Particularly in this embodiment, the oxidation step S40 comprises controlling a first amount of SO 2 in the product stream P to substantially conform to the stoichiometric ratio desired in the combustion zone for the Claus reaction.

FIG. 5 is a schematic drawing of another exemplary embodiment of a method for recovering sulfur from a sulfur waste. FIG. 5 shows an adapted embodiment compared to the embodiment shown in FIG. 2. Alternatively to the step S36 shown in FIG. 2, the method may include a step of supplying a third sulfur waste stream 110 into a mixing zone 205, as shown in FIG. 5. The mixing zone 205 is arranged between the burner zone 105 and the combustion zone 305. The modified oxidation step S40b comprises oxidizing the third sulfur waste stream at an intermediate phase temperature range Ti in the mixing zone 205 such that the first amount of SO2 of the product gas P is formed by the oxidation S40 of the first sulfur waste stream in the burner zone and oxidizing S40b of the third sulfur waste stream in the mixing zone 205.
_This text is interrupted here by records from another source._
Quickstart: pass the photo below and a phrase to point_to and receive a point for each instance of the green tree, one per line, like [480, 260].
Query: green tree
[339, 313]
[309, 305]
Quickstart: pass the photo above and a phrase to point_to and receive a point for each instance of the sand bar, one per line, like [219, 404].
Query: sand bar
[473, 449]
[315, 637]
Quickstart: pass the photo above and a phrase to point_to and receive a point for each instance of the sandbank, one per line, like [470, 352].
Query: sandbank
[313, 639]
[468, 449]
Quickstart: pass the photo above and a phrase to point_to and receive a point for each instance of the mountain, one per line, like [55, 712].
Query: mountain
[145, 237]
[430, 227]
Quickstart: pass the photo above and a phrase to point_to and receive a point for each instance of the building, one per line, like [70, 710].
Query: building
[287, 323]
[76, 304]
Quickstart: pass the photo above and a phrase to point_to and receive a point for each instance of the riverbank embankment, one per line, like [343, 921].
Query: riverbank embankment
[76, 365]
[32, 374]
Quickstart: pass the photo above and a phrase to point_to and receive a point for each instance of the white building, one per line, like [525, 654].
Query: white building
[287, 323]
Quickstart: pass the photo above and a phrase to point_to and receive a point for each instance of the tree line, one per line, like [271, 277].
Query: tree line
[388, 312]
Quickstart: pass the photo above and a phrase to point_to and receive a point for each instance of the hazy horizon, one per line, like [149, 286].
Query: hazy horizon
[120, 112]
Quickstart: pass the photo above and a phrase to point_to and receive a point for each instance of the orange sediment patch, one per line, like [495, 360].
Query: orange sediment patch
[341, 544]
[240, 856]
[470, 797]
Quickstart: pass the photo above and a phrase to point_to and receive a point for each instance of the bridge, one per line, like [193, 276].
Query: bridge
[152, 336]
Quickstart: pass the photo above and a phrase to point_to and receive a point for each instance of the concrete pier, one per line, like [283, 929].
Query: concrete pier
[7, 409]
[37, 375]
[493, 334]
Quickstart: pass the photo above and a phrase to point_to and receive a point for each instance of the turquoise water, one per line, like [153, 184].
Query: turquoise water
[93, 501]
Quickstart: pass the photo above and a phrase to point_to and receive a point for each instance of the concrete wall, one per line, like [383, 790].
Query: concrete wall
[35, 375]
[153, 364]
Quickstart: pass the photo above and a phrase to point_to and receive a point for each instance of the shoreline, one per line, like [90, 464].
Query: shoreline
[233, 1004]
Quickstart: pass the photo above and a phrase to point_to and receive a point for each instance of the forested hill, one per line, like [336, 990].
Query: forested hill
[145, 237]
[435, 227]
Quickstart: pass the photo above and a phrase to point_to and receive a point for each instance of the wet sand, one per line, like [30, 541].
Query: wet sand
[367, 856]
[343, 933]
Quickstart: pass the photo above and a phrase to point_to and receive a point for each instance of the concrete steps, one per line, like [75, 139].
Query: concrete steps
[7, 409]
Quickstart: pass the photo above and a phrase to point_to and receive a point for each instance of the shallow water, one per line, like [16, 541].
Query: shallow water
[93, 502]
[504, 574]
Feeding the third sulfur waste stream 160 into a mixing zone 205 downstream of the burner zone 205 has the advantage that a stoichiometric ratio R to oxygen in the burner zone in this embodiment can be controlled to be relatively high, such as higher than 1.00, such that the first temperature range T1 in the burner zone is controlled to be lower than 1400 ° C, preferably lower than 1300 ° C. By controlling the first temperature range T1 in the burner zone to be less than 1400 ° C, preferably less than 1300 ° C, a reduction of NO x formation in the burner zone during the oxidation step S40 can be achieved. The intermediate phase temperature range T1 is between the first temperature range T1 of the burner zone and 200 ° C below the first temperature range T1, such as between 1100 ° C and 1300 ° C. Preferably, the intermediate phase temperature range Ti is at most 100 ° C below the first temperature range T1. In this way, the third sulfur waste stream 110 is simply oxidized in the mixing zone 205 in step S40b while appropriately controlling NOx formation.

Particularly in this embodiment, the oxidation steps S40, S40b include controlling a first amount of SO2 in the product stream P to substantially conform to the stoichiometric ratio desired in the combustion zone for the Claus reaction.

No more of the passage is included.